Your Leg Extension Workout Prep
Getting ready to start?
- Make sure that you have the proper equipment. Most gyms will have a leg extension machine at hand.
- Determine the amount of weight you’d like to start with, and adjust the machine accordingly.
- Sit comfortably on the machine with your legs under the pad to begin. Remember to keep your legs at a 90-degree angle throughout the exercise.
Doing The Leg Extension Correctly
Once you’ve chosen your weight:
- Hold the side bars with your hands. Make sure that your feet are pointed forward, and that the padded bar sits just on top of your lower leg.
- With your quad muscles, extend your legs out straight. Keep your body still on the seat, and hold for a few moments.

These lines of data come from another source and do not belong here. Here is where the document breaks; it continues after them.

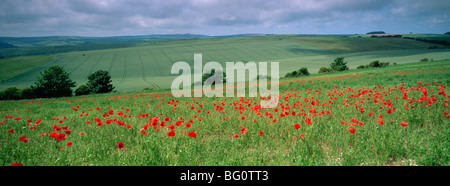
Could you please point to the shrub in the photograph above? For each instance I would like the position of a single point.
(11, 93)
(384, 64)
(303, 72)
(53, 82)
(374, 64)
(339, 64)
(324, 70)
(82, 90)
(27, 93)
(213, 71)
(100, 82)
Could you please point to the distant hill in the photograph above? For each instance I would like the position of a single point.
(376, 32)
(6, 45)
(81, 40)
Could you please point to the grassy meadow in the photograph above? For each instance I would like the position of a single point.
(147, 64)
(391, 116)
(358, 117)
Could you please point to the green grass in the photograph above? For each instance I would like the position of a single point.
(137, 65)
(10, 67)
(326, 141)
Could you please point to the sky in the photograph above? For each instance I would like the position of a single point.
(97, 18)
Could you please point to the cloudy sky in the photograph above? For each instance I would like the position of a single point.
(220, 17)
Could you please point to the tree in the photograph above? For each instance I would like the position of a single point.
(324, 70)
(11, 93)
(82, 90)
(374, 64)
(339, 64)
(27, 93)
(53, 82)
(100, 82)
(303, 71)
(213, 71)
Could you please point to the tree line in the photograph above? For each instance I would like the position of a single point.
(56, 82)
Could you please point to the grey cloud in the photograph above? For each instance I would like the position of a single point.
(119, 17)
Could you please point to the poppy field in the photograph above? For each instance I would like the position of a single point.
(395, 116)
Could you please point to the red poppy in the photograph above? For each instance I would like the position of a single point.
(243, 130)
(171, 133)
(53, 134)
(192, 134)
(352, 130)
(308, 121)
(404, 124)
(24, 139)
(120, 145)
(17, 164)
(61, 137)
(380, 121)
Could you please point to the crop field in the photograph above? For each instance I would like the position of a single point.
(147, 64)
(397, 115)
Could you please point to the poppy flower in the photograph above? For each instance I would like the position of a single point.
(17, 164)
(61, 137)
(24, 139)
(404, 124)
(243, 130)
(352, 130)
(192, 134)
(171, 133)
(120, 145)
(308, 121)
(53, 134)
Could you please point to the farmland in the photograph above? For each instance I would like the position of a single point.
(134, 66)
(397, 115)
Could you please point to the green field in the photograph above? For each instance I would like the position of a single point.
(134, 66)
(358, 118)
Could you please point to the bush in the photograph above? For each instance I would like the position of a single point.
(324, 70)
(53, 82)
(100, 82)
(303, 72)
(11, 93)
(374, 64)
(27, 93)
(213, 71)
(339, 64)
(384, 64)
(82, 90)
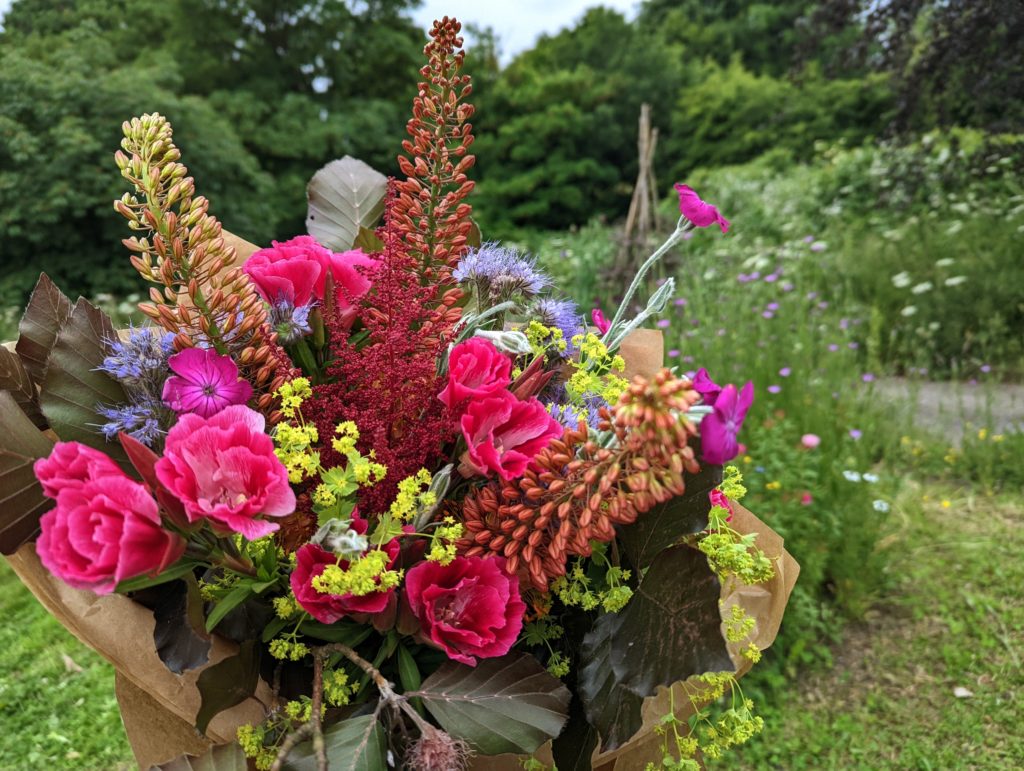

- Carefully lower the bar and weights back into position, taking care not to bring your legs past 90-degrees.
- Repeat steps 1-3 for the desired number of reps.
The Great Benefits Of Leg Extensions
This exercise is a great one for beginners who are just starting out using machines, and is also good for rounding off the rest of your lower-body exercises.
The weight training can help strengthen the quadriceps attachment for the knee, therefore supporting and strengthening the knee joint. At the same time, the quads get a great workout!
Leg Extension Variants And Supplements
There are a few things that you can do to vary your leg extension exercises:
- Use different foot positioning to focus on specific parts of your thighs. Keep in mind that your foot position should not affect the angle of your legs.
- For more focus on side, try using only one leg to lift.
- If you don’t have access to a leg extension machine, consider using ankle weights or a resistance band to get a similar workout.
Start Working The Thighs
This quad-focused exercise is great for both the beginner and the expert in strength-training. With multiple variations and a straightforward technique, this can certainly become a staple of your lower-body routine!